Hier, le Président du Conseil a fustigé les magistrats italiens durant une assemblée de l’association patronale Confesercenti. Les mots emphatiques du « patron des patrons » ont une fois de plus frappé fort en comparant les hommes qui font la justice à « des métastases de la démocratie ». Le Cavaliere a bien sûr revêtu son costume de vilain petit canard avant d’affirmer que la justice italienne n’avait qu’un seul but : « le forcer à se démettre de ses fonctions ». Et même si cela était vrai, n’est-il pas normal que la justice exerce, en toute légalité, le pouvoir que le peuple a remis entre ses mains ? Seulement voilà, le peuple a aussi remis entre les mains de Berlusconi un autre type de pouvoir. La capacité d’assujettir les autres, de transformer leurs pouvoirs et de recréer une monarchie de droit divin là ou le souverain se joue des règles.
Dernièrement le Sénat a adopté un décret sur la sécurité dans lequel figure notamment la suspension des procès pour tous les crimes condamnés par moins de 11 ans de réclusion criminelle et commis jusqu’à juin 2002. L’enjeu est donc de taille pour Silvio Berlusconi. Grâce à ce décret rebaptisé ironiquement "Sauve-Berlusconi", le chef du gouvernement impliqué dans le procès Mills bénéficie d’une amnistie dans une affaire de corruption et dans laquelle il risque une condamnation allant jusqu’à six ans d’emprisonnement. L’enquête du parquet soutient toujours que Silvio Berlusconi a envoyé en 1997 600 000 dollars de récompense à l’avocat Mills pour ne pas avoir dévoilé, en qualité de témoin lors d’autres procès, des informations sur les sociétés extérieures du groupe Fininvest considérées comme « trésorerie occulte ».
Mais la tentative de délégitimer l’institution judiciaire a l’effet d’une bombe pour le syndicat des magistrats. Les juges se rebiffent et selon eux ce sont des mots qui visent « à discréditer le métier ». Berlusconi a pourtant insisté en affirmant que les magistrats étaient « politisés » et a tenté un dernier virage à gauche en déclarant que « si l'opposition ne comprend pas il n’y a plus de possibilité de dialogue, le dialogue vole en éclats ». En vain.

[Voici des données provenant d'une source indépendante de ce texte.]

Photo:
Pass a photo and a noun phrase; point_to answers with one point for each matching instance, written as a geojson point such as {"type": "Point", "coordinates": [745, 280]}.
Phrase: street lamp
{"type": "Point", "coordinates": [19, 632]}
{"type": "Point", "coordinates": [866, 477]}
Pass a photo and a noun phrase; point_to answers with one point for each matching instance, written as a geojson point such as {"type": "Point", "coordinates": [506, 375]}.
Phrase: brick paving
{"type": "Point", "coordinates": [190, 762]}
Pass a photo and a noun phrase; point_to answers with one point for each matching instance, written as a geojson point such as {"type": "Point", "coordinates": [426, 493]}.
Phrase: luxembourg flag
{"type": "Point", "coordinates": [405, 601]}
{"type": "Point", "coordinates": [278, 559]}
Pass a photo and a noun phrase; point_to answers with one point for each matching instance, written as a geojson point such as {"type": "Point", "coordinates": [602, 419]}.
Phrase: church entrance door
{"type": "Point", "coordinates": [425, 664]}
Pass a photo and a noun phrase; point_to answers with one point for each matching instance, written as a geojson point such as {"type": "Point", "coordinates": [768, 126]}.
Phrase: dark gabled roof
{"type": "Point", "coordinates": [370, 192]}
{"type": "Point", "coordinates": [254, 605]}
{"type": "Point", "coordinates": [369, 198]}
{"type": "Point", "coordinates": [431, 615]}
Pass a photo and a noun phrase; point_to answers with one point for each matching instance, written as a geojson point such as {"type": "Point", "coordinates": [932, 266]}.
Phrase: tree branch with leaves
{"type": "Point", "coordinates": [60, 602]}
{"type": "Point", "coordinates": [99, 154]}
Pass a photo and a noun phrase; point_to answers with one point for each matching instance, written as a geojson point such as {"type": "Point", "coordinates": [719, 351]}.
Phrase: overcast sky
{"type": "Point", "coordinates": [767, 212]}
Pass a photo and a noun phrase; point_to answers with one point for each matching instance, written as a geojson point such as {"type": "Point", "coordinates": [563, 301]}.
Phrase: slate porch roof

De son côté, le leader de l’opposition, Walter Veltroni, présent à l’assemblée a déclaré en quittant la salle indigné : « ce n’est pas un problème de dialogue, c’est un problème de respect du propre rôle qui, dans le cas du Président du Conseil, n’existe pas ». La fragile écoute qui s’était instaurée au lendemain des élections d’avril 2008 entre Berlusconi et Veltroni est désormais rompue.
Depuis hier le Conseil supérieur de la magistrature Italien est entré en jeu et a présenté son avis sur le décret approuvé par la majorité. Le verdict est clair : le texte viole l’article 111 de la constitution sur le principe de durée raisonnable du débat lors d’un procès. La semaine prochaine le texte des rapporteurs du Conseil devrait être discuté en plenum.